Preparation and takeoff of a C-2 Greyhound turboprop aircraft from the deck of a US Navy aircraft carrier using a catapult
On American aircraft carriers for deck takeoff aviation catapults of various modifications are used. The modern version is catapults with the so-called digital control. Upgraded versions of such catapults make it possible to treat the on-board electronics of an aircraft carrier more “carefully”. Their initial versions often sinned in that the inclusion of an electromagnetic catapult led to problems with the electronic “stuffing” of the ship.
Catapults allow various means of aviation to rise into the air from the deck of an aircraft carrier. Usually we are talking about jet fighters. However, these same devices make it possible to take off from aircraft carriers and turboprop aircraft. For example, we are talking about the American deck aircraft C-2 Greyhound with folding wings. These aircraft have been produced since the 1960s. Their usual purpose is the delivery of goods to the deck of an aircraft carrier. The carrying capacity of the "transporter" is about 4,5 tons. The volume of fuel tanks is about 7000 liters.
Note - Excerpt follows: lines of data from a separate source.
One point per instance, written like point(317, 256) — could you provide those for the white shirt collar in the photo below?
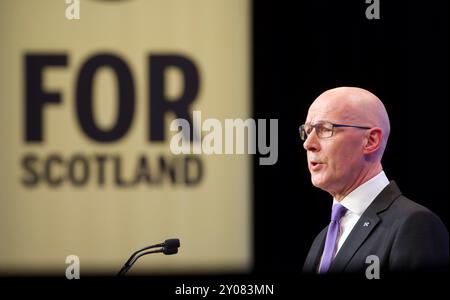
point(361, 197)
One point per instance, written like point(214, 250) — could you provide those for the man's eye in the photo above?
point(323, 129)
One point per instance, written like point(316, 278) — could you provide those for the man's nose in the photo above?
point(312, 142)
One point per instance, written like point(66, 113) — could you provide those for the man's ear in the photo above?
point(373, 142)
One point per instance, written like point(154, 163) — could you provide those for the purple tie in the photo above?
point(332, 234)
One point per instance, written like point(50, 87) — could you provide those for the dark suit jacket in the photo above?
point(403, 234)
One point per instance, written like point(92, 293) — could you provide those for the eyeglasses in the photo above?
point(323, 129)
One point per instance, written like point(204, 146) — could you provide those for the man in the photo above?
point(345, 135)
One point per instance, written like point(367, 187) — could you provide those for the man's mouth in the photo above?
point(315, 165)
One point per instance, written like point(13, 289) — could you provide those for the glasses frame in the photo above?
point(333, 125)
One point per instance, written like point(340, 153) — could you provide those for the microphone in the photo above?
point(169, 247)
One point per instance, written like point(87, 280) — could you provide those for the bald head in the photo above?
point(355, 106)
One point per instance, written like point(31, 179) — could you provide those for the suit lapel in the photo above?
point(363, 228)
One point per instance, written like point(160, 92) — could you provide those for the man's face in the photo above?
point(335, 162)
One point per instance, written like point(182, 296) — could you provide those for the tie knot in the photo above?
point(337, 212)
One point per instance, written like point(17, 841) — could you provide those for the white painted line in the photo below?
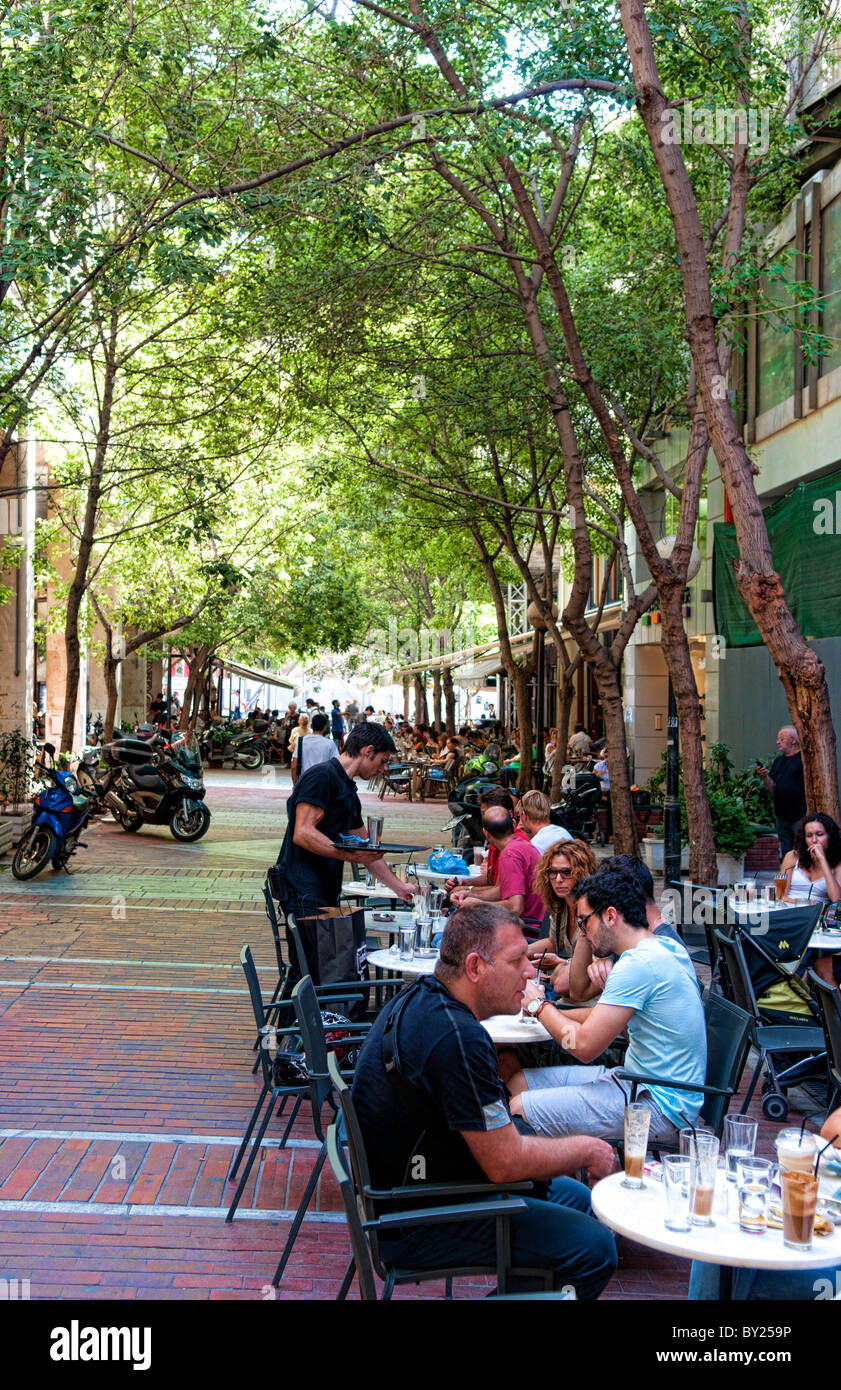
point(168, 965)
point(153, 1137)
point(148, 1209)
point(129, 988)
In the presented frames, you can see how the C-2 Greyhound transport aircraft is preparing for takeoff. The launch block of the catapult is activated. Wings are switched to the "Raised and locked" mode. Next, the control is adjusted - lining up along the central axis of the catapult. Information is transmitted to the officer on deck so that he gestures to the pilot for his further actions.
Next, the aircraft is brought to the starting point on the deck. The final check of pairing with the catapult device is being carried out. It is being raised. At this point, it is still blocked. Moreover, its operation can occur at any time. Pilots make a final check of the instrument panel. As soon as it is ready, the aircraft with acceleration begins to literally rush along the deck to gain the speed necessary for takeoff. A few seconds later, the turboprop transporter takes off from the deck of an aircraft carrier.